How to Whiten Your Teeth: An Overview

Are you dissatisfied with the color of your teeth? Do you think twice before smiling because you believe your teeth should be whiter? If so, you are far from being alone in this predicament – and it is no wonder that this demand led to the creation of considerable supply. If you want to whiten your teeth but don’t know which method to choose, read on – we will take a look at pros and cons of all the widely used techniques.

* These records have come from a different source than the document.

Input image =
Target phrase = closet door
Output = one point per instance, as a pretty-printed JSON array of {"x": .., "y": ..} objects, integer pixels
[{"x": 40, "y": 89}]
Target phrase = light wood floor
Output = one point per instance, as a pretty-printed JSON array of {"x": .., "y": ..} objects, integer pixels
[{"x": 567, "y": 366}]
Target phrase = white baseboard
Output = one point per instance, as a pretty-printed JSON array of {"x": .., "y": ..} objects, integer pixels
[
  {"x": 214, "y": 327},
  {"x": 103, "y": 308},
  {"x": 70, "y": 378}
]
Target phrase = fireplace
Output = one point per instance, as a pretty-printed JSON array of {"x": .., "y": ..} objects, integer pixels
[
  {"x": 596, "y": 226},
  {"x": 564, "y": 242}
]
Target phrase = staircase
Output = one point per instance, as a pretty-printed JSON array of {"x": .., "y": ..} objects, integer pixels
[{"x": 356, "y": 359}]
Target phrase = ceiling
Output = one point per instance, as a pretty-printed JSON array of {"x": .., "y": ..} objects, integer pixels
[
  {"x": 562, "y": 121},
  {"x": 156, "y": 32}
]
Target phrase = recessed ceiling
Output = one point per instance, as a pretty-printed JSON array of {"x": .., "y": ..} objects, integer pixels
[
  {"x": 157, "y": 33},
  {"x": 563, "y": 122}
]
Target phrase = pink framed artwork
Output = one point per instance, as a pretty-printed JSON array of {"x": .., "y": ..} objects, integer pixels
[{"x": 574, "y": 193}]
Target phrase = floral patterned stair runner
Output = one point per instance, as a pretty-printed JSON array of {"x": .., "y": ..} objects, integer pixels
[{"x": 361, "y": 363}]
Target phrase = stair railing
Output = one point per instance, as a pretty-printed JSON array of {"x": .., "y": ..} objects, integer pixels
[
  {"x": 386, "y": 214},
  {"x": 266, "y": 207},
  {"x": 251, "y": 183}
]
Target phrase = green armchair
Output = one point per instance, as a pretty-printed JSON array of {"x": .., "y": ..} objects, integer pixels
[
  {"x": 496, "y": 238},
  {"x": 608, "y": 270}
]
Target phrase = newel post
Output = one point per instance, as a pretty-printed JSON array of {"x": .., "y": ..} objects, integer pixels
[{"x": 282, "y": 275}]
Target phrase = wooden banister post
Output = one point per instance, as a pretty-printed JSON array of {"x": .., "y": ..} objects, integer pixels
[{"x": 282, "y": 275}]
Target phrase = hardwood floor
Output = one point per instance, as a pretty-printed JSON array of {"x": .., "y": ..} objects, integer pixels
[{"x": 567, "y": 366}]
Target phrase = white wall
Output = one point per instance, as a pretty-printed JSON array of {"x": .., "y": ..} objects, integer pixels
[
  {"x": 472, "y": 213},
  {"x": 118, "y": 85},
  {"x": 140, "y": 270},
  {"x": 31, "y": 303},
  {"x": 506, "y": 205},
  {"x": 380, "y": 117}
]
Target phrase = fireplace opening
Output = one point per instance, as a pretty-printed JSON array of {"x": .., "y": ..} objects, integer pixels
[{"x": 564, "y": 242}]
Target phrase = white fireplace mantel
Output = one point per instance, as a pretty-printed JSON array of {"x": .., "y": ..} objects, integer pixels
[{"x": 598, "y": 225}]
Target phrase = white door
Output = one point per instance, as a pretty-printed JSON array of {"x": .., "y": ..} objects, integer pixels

1. Over-the-Counter Whitening Strips and Gels

By far the most popular approach. Hydrogen peroxide gels are applied with special brushes directly to the teeth surface – instructions differ depending on the brand and concentration, so be sure to study them carefully. Whitening strips are extremely thin, effectively invisible strips covered with such gels, and you should apply them according to the manufacturer’s instructions. They are usually quick to provide results – effects are seen in a few days. However, these effects are rarely lasting – in a few months you will have to repeat the procedure from the very beginning, and hydrogen peroxide, if used repeatedly, can make teeth hypersensitive, which will make stains the least of your problems.

2. Charcoal

How can activated charcoal and teeth whitening be connected at all? The idea of using this material (usually as a toothpaste component) for your teeth may seem counter-intuitive. After all, one expects a whitening agent to be white, not jet black – the practice has been getting greater and greater popularity in recent years. There is no clinical research yet that would give definite statistics concerning its effectiveness. However, charcoal is known to be able to extract tannins that are primarily responsible for teeth losing their natural whiteness. Also, charcoal has been used for a long time to flush toxins out of human body, and many users report considerable whitening effects when it is regularly used. The best thing about it is that it doesn’t contain harmful chemicals and artificial substances – use it all you want, it won’t harm your teeth and overall health.

3. In-Office Whitening

These methods may vary in a particular way of application but are common in that they are provided by a certified dentist using special bleaching agents and other effects, usually heat, special light and/or laser. One procedure lasts from 30 to 60 minutes, and the results are clearly noticeable after just one treatment – although significant effects are usually achieved after several appointments. This approach is effective but is usually also quite costly and calls for a rather drastic approach.

4. Tray-Based Solutions

With this approach, you apply a special tray (somewhat like a mouth guard) filled with a whitening solution (again, usually hydrogen peroxide-based one) to your teeth and wear it for some time. These trays are available both over the counter and under the supervision of a dentist. The latter method is preferable because a dentist will take a measure of your teeth and prepare a tray that would fit perfectly. One-size-fits-all trays available over the counter are, of course, cheaper, but in some cases can cause gum irritation and other problems. In addition to that, hydrogen peroxide-based bleaching is a rather invasive procedure, and it is a good idea to consult a dentist if it is safe in your particular situation.

Everybody wants to have shiny white teeth to be completely confident in their smiles. However, when choosing which whitening method to use you ought to make a careful and informed decision taking into account a number of different factors like your health, a possibility of causing harm to your teeth, risk of allergies and so on. Don’t jump on the first solution you stumble upon – study them all and choose what you need!